7.07.2008

Hills are Fun! (the 5 stages of bicycling)

11.09 am

Denial: No way am I getting back on that bike.

Anger: %@#! this bike!

Bargaining: Just let me make it up this hill.

Depression: I ride so poorly, what's the poing?

Acceptance: Hills are fun! I wonder if this is like runner's high...


11.24 am

I went for a ride yesterday, after sitting at the desk copy editing for eight hours. The plan was to take a spin around town and start to learn where everything is, so that I don't end up so hopelessly lost every time I leave the house. Instead, I ended up biking along Seven Hill Road and then to Lake Chabot. I discovered that hills are kinda fun, especially if there's a bunch of them in a row. Getting up the first one took work, but after that I could coast downhill and use that speed to get almost all the way to the top of the next hill. It reminded me of that golf-ball room in the Children's Museum in Boston - the one where you climb up the stairs, start your ball on the top of the wooden track, and try to drop it so that it makes it over all the hills into the milk crate at the bottom of the run.

7.01.2008

6.05 pm.

I woke up this morning to an explosion of cilantro. We had started seeds in one of those little greenhouses, then transplanted the basil, thyme, and watercress to a window box and the tomato to a pot of its own. Then we put down more seeds (especially watercress and coriander, since those hadn't done well at all in the greenhouse). The watercress has been shyly poking its head up for the past two days, but the coriander/cilantro was nowhere to be seen until this morning. Overnight, six or seven shoots came up, and more have come up today, growing so fast I could almost hear them. I wasn't sure any were going to survive, as I had placed the window box on the front porch, where a squirrel found it and happily dug up all the seeds.
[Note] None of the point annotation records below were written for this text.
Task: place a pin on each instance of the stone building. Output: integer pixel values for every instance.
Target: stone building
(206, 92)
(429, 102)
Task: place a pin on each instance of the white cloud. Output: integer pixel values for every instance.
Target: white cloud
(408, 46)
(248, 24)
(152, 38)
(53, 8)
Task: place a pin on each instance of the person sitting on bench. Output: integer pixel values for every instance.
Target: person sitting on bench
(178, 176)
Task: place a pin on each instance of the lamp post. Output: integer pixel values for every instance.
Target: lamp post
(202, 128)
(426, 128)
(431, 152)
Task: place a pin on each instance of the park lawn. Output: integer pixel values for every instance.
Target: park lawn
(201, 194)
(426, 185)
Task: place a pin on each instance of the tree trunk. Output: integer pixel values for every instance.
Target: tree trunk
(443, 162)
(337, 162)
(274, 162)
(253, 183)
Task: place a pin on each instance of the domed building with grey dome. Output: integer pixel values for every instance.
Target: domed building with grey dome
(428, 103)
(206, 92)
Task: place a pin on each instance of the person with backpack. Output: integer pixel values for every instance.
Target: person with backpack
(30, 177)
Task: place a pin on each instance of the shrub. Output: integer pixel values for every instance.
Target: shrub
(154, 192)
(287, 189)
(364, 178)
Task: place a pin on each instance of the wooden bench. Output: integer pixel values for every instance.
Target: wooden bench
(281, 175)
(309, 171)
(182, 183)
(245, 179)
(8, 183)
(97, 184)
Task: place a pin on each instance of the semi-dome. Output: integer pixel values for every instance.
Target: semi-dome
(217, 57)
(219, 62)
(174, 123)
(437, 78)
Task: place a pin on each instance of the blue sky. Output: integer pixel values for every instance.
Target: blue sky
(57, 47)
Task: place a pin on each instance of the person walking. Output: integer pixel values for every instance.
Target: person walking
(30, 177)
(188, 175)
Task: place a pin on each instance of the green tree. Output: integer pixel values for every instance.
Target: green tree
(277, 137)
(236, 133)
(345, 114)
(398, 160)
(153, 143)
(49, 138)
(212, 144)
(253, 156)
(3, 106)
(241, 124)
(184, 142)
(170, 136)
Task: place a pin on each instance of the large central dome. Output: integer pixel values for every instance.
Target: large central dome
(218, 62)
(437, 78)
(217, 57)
It has been an interesting summer. I use interesting in the same sense I would use it if you told me you were going to open a "muffin bottom" shop and wanted to know what I thought. Interesting. We leave the Berkeley house on Thursday. I have mixed feelings about that. One the one hand, I'll miss being so close to school, and the house is gorgeous. On the other, I won't miss waking up at 5am every morning to feed the dogs.

Work is going wonderfully, although since I'm not sure exactly what parts of it I can talk about, I won't talk about any of it at all. Suffice it to say that I am working on a wonderfully challenging memo interspersed with more academic types of things like syllabus writing and article editing. I also got a chance to go to a conference in Dallas, where I met a young lawyer from Argentina who knows several languages and runs a small printing press, a few grads from Boalt who lead eerily parallel lives, and a professor who decided to get into teaching because she realized halfway through a litigation that the case, although intellectually fascinating, was going to lead to the bankruptcy of a developing country. Which proves that not all lawyers are sellouts for the big money (something I was beginning to wonder about).